Stay with me, hold the page a little closer, I have shifted in my seat for and from the agonising sincerity of this moment.
Tradition holds that I speak to you from the pages of an art magazine or authoritatively describe The Work to you from the ‘art and culture’ section of a website. But this evening I am addressing you personally, Reader, because the distance placed between us is a myth and Liftup 0214187773 is the proof.
I have told you of one thing of certainty; the other thing is that You are here. In its conception, Liftup 0214187773 makes reference to Vito Acconci, Bruce Nauman and various writings by elegant and lauded Frenchmen. Like the movements that conspired in its making, this work is fleeting – but the endeavor behind it is not.
This is not an art opening. There is nothing to purchase here. There is nothing to take away from this interaction adie from a drink and a letter handed to you by a stranger. There is no pat on the back, being here does not make you interesting. See, together we are beholding. In this instalment of the Open Dialog Box, all the planning, timing, scheduling is dressing for the incalculable.
Reader, all the visible infrastructure of 21st century living, the manufactured ideas of high-culture, the years of aesthetic theory and the best curated graces of ‘art-goerism’ cannot fully account for the fact that you have placed yourself in (mitigated) danger in order to experience something that calls itself Art.
In my last conversation with Jaco, he told me about pursuing an algorithm that would make it possible to tap into the musical potential of the universe.
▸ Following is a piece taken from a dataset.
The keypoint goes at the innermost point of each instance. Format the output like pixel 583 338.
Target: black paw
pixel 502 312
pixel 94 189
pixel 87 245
Now you have seen him, skirt-clad, clubbing sheets of canvas so tell me, in what way is this different from the shamanic shudderings that motivated the painted caves of Sulawesi?
Regarding Us, despite the glistening accoutrements of our modernity and the bleeping rectangles in our pockets ready to provide us with the answers to any questions we may think to ask, it needs to be asked how is this act of looking different from the votive gaze of Nongqawuse?
You may have noticed that in the course of this century we’ve been told about the death of many things. The most recognizable names in our libraries and course-readers; the people who occupy the first entries of our google search results and the various commentators on ‘Culture’ have given us luminous arguments about the death of Art, the author, God and autotone. Yet here we are. We have left our workplaces, gyms, couches and pets to prolong this fucking Monday from the sheers expectation of wonder. We have departed from the ease of the known and routine in an attempt to witness something new, to feel something unexpected, to be somewhere not yet mapped. We are gathered in a dusty parking lot fulfilling a prehistoric imperative.
Wherever you stand on whatever ladder you subscribe to, whatever set of statements and catechisms constitute your beliefs, You are here. The irresistible impulse that’s responsible for the fired moth at the bottom of your light fixture; that reflex urge to suck on a papercut or hover your hand over a hot stove; the pressing need to remember a sunset after thousands days of being is manifested here. Whether you hate this or love it, whether it is meaningful or derivative, whether you are stuck or numbed, bored or excited, fixed in helpless incomprehension or unspeakable resonance, You are here, this is happening and You have made it.
You have always made it. You will continue to make it still.